While the lion's share of funding for regenerative medicine is in the realm of first generation stem cell therapies and old-school drug discovery - aiming to take advantage of newly discovered biochemical cues that spur stem cells to particular actions - the prospect of bringing salamander-like regeneration to mammals is now attracting real interest. As a rule, public funding is far more publicized than the larger movements of private funding, so take this press release as indicative of the general state of research and fundraising in this field:
To some extent, humans already have the capacity for regeneration. For instance, certain cells, such as liver cells and red blood cells, can self-renew; and during embryonic development mammals and birds can regenerate such diverse tissues and structures as their skin and spinal cord. However, humans can't perform the same trick of regrowing a severed limb like salamanders or newts can. That is because in humans the cells that respond to the site of injury form scar tissue, whereas in salamanders the responding cells are genetically programmed to become the cell types of the lost structure, with full limb growth complete by two months.
When a salamander loses a limb, the wound sends out molecular signals that prompt surrounding tissue to begin production of new progenitor cells, also referred to as precursor cells.

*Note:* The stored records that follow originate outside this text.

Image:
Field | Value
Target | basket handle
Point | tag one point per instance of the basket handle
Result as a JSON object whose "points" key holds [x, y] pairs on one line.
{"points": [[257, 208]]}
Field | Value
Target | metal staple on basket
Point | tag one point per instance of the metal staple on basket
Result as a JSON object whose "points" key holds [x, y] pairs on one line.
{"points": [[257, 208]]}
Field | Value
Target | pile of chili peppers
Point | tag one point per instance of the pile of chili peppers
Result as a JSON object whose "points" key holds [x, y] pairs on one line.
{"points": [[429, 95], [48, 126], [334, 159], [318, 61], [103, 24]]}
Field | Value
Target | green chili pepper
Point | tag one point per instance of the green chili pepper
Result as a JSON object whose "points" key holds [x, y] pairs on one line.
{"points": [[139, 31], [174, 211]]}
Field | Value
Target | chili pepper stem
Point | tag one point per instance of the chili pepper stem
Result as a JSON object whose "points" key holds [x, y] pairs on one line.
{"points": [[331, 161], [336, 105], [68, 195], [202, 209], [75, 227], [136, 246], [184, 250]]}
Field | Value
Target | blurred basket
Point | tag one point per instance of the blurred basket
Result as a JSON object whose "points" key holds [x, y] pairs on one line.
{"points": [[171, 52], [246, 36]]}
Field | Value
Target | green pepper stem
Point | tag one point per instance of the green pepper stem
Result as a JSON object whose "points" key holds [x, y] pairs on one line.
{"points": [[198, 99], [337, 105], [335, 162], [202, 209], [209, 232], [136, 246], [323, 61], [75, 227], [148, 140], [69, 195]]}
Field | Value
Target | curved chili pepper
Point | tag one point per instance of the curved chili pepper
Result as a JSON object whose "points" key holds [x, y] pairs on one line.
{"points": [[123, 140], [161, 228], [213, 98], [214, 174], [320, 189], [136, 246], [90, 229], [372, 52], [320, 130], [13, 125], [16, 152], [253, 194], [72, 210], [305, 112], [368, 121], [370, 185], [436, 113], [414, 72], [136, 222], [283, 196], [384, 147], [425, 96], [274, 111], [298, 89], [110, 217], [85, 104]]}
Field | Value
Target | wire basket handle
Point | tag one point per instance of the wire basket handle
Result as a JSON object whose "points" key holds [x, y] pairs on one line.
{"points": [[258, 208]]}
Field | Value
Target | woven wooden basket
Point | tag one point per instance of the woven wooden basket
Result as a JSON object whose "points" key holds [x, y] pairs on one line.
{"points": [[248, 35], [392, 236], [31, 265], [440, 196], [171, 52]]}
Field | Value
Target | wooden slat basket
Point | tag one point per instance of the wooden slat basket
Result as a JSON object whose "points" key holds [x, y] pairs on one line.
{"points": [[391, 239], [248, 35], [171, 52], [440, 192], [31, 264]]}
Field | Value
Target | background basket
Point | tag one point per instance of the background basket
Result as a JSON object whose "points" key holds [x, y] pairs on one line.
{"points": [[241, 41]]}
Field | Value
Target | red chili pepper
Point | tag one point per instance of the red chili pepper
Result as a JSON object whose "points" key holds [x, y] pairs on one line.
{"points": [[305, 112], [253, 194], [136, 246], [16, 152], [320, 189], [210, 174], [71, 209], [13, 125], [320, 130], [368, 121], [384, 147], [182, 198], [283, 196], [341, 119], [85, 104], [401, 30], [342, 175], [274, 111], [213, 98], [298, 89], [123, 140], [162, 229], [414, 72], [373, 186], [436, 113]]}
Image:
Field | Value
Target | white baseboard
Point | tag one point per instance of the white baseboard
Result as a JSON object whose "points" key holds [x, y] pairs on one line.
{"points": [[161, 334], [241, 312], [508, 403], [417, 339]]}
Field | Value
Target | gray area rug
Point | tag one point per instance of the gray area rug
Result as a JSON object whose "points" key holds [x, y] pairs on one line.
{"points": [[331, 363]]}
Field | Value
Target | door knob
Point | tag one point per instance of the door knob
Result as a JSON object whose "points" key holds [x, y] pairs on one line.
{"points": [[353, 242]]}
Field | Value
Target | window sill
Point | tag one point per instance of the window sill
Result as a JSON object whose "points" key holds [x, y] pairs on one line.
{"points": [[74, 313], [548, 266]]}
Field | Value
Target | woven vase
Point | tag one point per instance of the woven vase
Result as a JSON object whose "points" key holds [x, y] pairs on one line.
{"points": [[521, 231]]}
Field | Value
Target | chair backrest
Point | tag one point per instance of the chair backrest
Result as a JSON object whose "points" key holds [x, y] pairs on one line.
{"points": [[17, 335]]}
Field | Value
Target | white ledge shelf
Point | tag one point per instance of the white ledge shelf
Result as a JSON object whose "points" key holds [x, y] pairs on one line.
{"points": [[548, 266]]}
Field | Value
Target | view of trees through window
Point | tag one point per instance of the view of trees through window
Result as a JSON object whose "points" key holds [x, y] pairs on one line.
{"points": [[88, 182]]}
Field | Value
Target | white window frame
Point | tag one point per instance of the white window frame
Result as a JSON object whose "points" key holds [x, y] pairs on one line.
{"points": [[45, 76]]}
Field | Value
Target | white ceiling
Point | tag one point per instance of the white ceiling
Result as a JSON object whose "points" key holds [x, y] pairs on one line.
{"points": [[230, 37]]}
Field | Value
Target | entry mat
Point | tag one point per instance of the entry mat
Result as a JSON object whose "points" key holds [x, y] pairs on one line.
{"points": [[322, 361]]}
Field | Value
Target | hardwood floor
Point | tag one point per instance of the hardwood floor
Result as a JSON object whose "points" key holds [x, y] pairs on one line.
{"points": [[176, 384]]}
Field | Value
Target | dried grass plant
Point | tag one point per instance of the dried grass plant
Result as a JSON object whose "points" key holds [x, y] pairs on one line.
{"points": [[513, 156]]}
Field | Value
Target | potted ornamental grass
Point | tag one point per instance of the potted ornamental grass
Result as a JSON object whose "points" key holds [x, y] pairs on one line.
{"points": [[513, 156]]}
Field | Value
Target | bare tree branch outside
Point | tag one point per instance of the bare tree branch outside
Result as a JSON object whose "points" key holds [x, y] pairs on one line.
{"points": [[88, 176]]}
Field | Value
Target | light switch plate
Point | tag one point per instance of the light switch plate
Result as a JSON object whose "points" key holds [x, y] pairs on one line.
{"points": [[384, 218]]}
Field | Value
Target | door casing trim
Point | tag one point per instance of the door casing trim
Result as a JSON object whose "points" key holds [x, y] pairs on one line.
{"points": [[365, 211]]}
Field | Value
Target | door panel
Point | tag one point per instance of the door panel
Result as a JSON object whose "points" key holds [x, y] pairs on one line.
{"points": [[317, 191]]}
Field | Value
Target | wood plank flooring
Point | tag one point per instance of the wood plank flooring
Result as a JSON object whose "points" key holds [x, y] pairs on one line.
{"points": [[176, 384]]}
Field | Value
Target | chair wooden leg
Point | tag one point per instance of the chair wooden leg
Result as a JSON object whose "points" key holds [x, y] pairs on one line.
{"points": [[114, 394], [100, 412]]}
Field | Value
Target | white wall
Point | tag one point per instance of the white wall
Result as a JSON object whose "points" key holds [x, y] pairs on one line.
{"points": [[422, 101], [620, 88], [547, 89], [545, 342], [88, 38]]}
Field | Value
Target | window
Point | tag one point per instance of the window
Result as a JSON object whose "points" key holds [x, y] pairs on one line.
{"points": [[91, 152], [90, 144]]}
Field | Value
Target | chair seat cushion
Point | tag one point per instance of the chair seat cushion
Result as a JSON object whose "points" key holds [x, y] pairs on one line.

These progenitor cells continue to divide and form a large pool of cells at the wound site, called a blastema, that will later specialize and mature to help form the bone, muscle, cartilage, nerves and skin of the regenerated limb.
The researchers aim to prove that mammals can form the required progenitor cells for regeneration just as a salamander does. By studying salamanders and MRL mice, the researchers hope to identify the specific types of cells, molecular signals, genes and cellular scaffolding required for regenerative cell growth. In essence, they seek as comprehensive an understanding as possible of the mechanisms and processes - to obtain the blueprint for regenerative growth.
This is, as noted, a form of stem cell research. It has a lot in common with efforts to understand the process of cellular differentiation, in that it is thought that salamanders are dedifferentiating their cells in some way to produce progenitor cells. This fits nicely in with the thought that cells are really finite state machines, and the right keys can unlock all sorts of transformations in any cell - this may or may not be the case, but it would be very good for the future of medicine (and all of us) should it be so.
As for the past decades of cancer research, one of the greatest long term benefits to come from stem cell research will be a greatly increased understanding of human cellular biochemistry. Once you have the map, all journeys become that much easier.